I am loading a XML-compliant PHP file into DOMDocument.
$domDoc = new DOMDocument();
$domDoc->recover = TRUE;
$domDoc->preserveWhiteSpace = TRUE;
$domDoc->formatOutput = FALSE;
$domDoc->substituteEntities = FALSE;
$domDoc->resolveExternals = FALSE;
Despite preserving whitespace and instructing it to not format the output, I am still finding the leading whitespace in <?php ?>
blocks removed when I save the XML with $domDoc->saveXML()
.
Input:
<?xml version="1.0" encoding="UTF-8"?>
<html>
<?php
// This is code.
// Something else.
echo 'test';
?>
</html>
Output:
<?xml version="1.0" encoding="UTF-8"?>
<html>
<?php // This is code.
// Something else.
echo 'test';
?>
</html>
I want the output to be as identical to the input as possible. Collapsing whitespace between attributes is acceptable, but collapsing whitespace between nodes or within a Processing Instruction is not okay. Why is PHP::DOMDocument() / libxml2 changing the contents of the PI? Will I need to resort to manual DOM echoing to keep the whitespace completely preserved?

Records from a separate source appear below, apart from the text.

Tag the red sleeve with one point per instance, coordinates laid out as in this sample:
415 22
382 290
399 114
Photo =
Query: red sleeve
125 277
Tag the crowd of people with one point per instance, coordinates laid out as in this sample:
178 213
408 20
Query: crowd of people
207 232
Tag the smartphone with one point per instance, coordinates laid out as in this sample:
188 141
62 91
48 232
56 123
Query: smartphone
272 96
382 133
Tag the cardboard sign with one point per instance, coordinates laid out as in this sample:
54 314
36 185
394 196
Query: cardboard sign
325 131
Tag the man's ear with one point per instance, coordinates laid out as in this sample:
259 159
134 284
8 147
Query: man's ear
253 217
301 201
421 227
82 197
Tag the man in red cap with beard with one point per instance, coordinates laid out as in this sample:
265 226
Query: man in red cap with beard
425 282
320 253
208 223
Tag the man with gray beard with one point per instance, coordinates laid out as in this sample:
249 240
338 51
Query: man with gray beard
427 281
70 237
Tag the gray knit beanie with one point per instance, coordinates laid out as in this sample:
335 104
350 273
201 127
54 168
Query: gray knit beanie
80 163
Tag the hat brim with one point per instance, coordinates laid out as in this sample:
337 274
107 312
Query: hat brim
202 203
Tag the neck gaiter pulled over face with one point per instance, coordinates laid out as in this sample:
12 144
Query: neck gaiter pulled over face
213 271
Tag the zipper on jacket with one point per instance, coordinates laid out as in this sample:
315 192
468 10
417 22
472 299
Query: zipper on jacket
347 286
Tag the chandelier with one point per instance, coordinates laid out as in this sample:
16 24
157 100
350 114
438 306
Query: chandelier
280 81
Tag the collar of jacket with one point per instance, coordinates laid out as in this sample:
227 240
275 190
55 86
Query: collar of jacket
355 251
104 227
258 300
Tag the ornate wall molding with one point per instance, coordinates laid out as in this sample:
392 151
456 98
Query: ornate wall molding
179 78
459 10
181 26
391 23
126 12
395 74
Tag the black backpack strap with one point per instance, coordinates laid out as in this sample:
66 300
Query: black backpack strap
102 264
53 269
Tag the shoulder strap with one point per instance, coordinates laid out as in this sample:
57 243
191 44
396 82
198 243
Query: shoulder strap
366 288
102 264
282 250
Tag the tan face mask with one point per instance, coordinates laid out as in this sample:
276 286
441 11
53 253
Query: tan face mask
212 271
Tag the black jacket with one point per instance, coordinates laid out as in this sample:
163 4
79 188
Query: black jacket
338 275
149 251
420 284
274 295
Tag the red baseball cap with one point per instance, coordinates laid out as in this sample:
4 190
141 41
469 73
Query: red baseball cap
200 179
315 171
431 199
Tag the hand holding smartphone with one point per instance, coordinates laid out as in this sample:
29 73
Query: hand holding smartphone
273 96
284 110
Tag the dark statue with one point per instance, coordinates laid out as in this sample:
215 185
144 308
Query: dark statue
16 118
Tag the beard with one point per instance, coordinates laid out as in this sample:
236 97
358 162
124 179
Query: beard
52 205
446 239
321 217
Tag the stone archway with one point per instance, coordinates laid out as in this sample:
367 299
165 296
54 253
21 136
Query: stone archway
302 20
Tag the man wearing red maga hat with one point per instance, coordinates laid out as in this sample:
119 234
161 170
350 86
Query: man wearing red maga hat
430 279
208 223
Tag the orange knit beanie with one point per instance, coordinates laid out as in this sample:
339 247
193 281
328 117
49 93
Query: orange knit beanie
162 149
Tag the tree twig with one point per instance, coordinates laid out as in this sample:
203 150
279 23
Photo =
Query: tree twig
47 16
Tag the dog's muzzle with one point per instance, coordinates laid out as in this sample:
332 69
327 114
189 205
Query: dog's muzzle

Leading white space in a PI node is actually okay to collapse, as the DOM considers the data portion of a processing instruction to be:
The content of this processing instruction. This is from the first non white space character after the target to the character immediately preceding the ?>.
(Emphasis mine.)
The preserveWhiteSpace
setting only applies to text nodes, which is why that doesn't help you here.
In any case I would advise not relying on embedded PHP to be treated as a processing instruction as PHP can contain ?>
within it (e.g. as part of a string literal) which would terminate the processing instruction early.